Through more than 80 black and white photographs, Muholi (South African, b. 1972), an artist and visual activist, uses their body as a canvas to confront the politics of race and representation in the visual archive. In “Somnyama Ngonyama,” which translates to “hail the dark lioness” in isiZulu, they playfully employ the conventions of classical painting, fashion photography, and the familiar tropes of ethnographic imagery to rearticulate contemporary identity politics.
This article contains excerpts from published discussions, with permission, between Muholi and Mussai, the London-based curator and contributor to the exhibition
(“Archive of The Self,” published by Autograph, 2017, and “Zanele Muholi: Somnyama Ngonyama, Hail The Dark Lioness,” published by Aperture, 2018).
Renée Mussai: Let’s begin by talking about how the images in Somnyama Ngonyama offer a ‘repertoire of resistance’: both for yourself, and also to empower others. Collectively, they represent an invitation to see yourself in a different light, a way to engage with a range of events, experiences, histories and politics through self-portraiture. How does the project sit within your wider bodies of work?

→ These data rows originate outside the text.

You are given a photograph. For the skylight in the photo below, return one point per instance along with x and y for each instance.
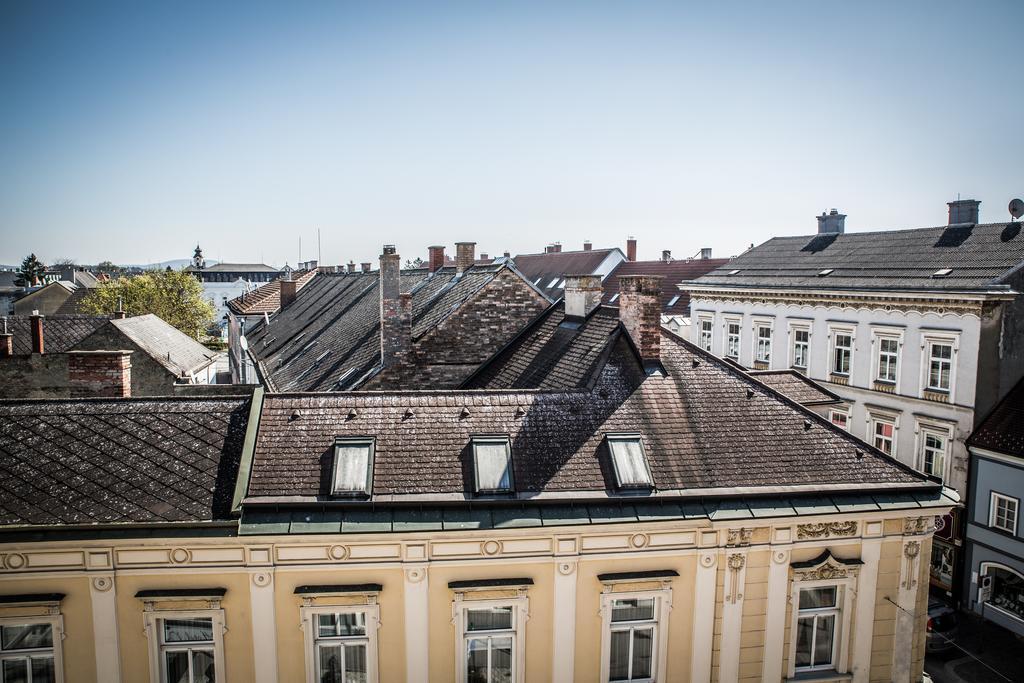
(353, 466)
(629, 461)
(493, 464)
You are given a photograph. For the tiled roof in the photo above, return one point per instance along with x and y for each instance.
(169, 346)
(552, 353)
(545, 270)
(796, 386)
(673, 271)
(113, 461)
(707, 428)
(1003, 429)
(60, 333)
(266, 299)
(330, 337)
(978, 257)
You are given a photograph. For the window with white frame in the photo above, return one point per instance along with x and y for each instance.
(884, 434)
(934, 444)
(353, 466)
(842, 356)
(30, 649)
(940, 364)
(763, 339)
(817, 628)
(1003, 513)
(801, 347)
(707, 326)
(341, 643)
(732, 329)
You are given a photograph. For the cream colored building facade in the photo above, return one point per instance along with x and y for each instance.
(725, 596)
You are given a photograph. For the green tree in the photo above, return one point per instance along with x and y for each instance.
(175, 296)
(31, 272)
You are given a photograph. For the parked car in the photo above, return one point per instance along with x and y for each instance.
(943, 627)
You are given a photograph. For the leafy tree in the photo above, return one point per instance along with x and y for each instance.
(31, 272)
(174, 296)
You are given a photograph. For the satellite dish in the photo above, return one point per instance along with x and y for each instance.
(1016, 208)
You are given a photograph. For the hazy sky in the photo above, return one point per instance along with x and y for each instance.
(130, 133)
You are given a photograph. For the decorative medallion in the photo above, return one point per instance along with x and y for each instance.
(825, 529)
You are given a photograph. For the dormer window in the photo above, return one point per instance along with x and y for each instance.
(629, 461)
(493, 464)
(353, 466)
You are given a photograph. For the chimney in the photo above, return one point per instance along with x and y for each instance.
(832, 223)
(435, 257)
(640, 312)
(99, 374)
(396, 311)
(963, 211)
(465, 254)
(36, 324)
(583, 295)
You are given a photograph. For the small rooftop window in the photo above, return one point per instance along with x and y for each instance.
(493, 464)
(353, 466)
(629, 461)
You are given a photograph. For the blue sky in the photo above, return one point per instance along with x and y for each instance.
(130, 133)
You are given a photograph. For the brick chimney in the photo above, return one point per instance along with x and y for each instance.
(396, 311)
(435, 257)
(833, 222)
(583, 294)
(465, 254)
(640, 312)
(36, 325)
(99, 374)
(964, 211)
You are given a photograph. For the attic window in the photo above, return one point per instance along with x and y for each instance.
(629, 461)
(353, 466)
(493, 464)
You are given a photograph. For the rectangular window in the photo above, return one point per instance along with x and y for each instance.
(888, 358)
(631, 646)
(816, 628)
(884, 435)
(706, 334)
(353, 465)
(629, 461)
(764, 343)
(27, 652)
(801, 347)
(842, 353)
(732, 341)
(493, 464)
(1003, 513)
(940, 363)
(187, 650)
(489, 643)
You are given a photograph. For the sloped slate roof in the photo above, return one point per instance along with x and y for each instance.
(707, 427)
(117, 461)
(980, 256)
(673, 271)
(266, 299)
(330, 336)
(169, 346)
(60, 333)
(1003, 429)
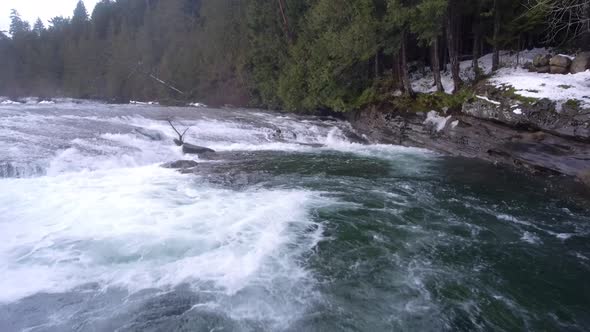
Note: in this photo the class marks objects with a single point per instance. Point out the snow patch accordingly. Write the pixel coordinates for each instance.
(558, 88)
(134, 102)
(423, 81)
(438, 121)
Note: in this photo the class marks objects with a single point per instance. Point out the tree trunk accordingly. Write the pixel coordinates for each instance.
(496, 37)
(476, 43)
(452, 30)
(435, 60)
(403, 61)
(282, 10)
(378, 64)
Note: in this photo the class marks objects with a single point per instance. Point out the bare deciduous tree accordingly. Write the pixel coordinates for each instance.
(566, 19)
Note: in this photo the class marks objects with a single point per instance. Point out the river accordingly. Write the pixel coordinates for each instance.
(290, 227)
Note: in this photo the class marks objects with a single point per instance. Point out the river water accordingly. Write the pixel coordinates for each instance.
(297, 230)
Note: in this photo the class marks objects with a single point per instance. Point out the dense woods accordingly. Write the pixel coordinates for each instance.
(293, 54)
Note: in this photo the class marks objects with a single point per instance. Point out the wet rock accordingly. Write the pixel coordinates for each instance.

Zanele Muholi: My practice as a visual activist looks mainly at black resistance, existence as well as insistence. Most of the work I have done over the years focuses exclusively on black LGTBQI people, making sure we exist in the visual archive. The key question that I take to bed with me is: ‘What is my responsibility as a living being, as a South African citizen reading continually about hate crimes in the mainstream media?’ This is what keeps me awake at night. Thus Somnyama is not only about beautiful photographs as such, but also to bring forth political statements as well. The series touches on beauty, relates to historical incidents, giving affirmation to those who are doubting – whenever they speak to themselves, when they look in the mirror – to say, ‘You are worthy, you count, nobody has the right to undermine you: because of your being, because of your race, because of your gender expression, because of your sexuality, because of all that you are.’
RM: This affirmative portraiture reminds me of W.E.B. Du Bois’ 1900 Paris Albums, which similarly (though with a heteronormative focus) aimed to challenge the historically racist imaging machine.

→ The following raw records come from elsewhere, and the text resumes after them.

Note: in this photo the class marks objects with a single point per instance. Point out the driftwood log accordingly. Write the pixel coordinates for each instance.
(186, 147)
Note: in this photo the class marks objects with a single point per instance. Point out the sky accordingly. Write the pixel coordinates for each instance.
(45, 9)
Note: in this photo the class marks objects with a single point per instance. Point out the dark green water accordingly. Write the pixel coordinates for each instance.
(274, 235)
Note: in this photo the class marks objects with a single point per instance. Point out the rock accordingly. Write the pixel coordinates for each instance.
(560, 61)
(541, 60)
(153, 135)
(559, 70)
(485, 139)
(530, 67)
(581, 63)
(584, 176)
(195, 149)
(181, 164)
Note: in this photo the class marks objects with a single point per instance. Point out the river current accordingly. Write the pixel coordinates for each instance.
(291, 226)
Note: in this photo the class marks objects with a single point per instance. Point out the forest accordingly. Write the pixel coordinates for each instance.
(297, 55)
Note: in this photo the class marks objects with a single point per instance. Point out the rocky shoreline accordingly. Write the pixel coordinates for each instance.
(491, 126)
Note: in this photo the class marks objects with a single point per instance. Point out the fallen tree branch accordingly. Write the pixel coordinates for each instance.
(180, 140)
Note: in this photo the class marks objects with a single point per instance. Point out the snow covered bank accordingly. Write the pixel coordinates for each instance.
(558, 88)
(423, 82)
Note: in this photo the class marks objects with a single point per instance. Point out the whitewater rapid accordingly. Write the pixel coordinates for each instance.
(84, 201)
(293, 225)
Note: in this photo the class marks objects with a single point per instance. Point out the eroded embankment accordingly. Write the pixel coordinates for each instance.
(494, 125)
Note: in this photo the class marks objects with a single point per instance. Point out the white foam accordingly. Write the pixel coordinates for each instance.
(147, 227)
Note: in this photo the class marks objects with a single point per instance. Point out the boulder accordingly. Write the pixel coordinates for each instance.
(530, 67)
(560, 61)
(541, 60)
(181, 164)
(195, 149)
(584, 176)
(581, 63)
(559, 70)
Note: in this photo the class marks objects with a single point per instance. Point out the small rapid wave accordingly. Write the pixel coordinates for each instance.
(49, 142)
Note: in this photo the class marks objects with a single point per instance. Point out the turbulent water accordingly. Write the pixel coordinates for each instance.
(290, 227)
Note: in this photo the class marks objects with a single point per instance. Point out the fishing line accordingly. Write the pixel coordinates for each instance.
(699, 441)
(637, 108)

ZM: Somnyama is my response to a number of ongoing racisms. As a series, it also speaks about occupying public spaces: how you have to be mindful all the time, when you are in certain spaces, because of your positionality, because of what others expect you to be, or because your culture is continually misrepresented. Too often I find we are being mimicked, and distorted, by the privileged other. We are here, we have our own voices, we have our own lives. Hence I am producing this photographic document to encourage people to be brave enough to occupy spaces, brave enough to create without fear of being vilified, brave enough to take on that visual text, those visual narratives. To teach people about our history, to re-think what history is all about, to re-claim it for ourselves, to encourage people to use artistic tools such as cameras as weapons to fight back.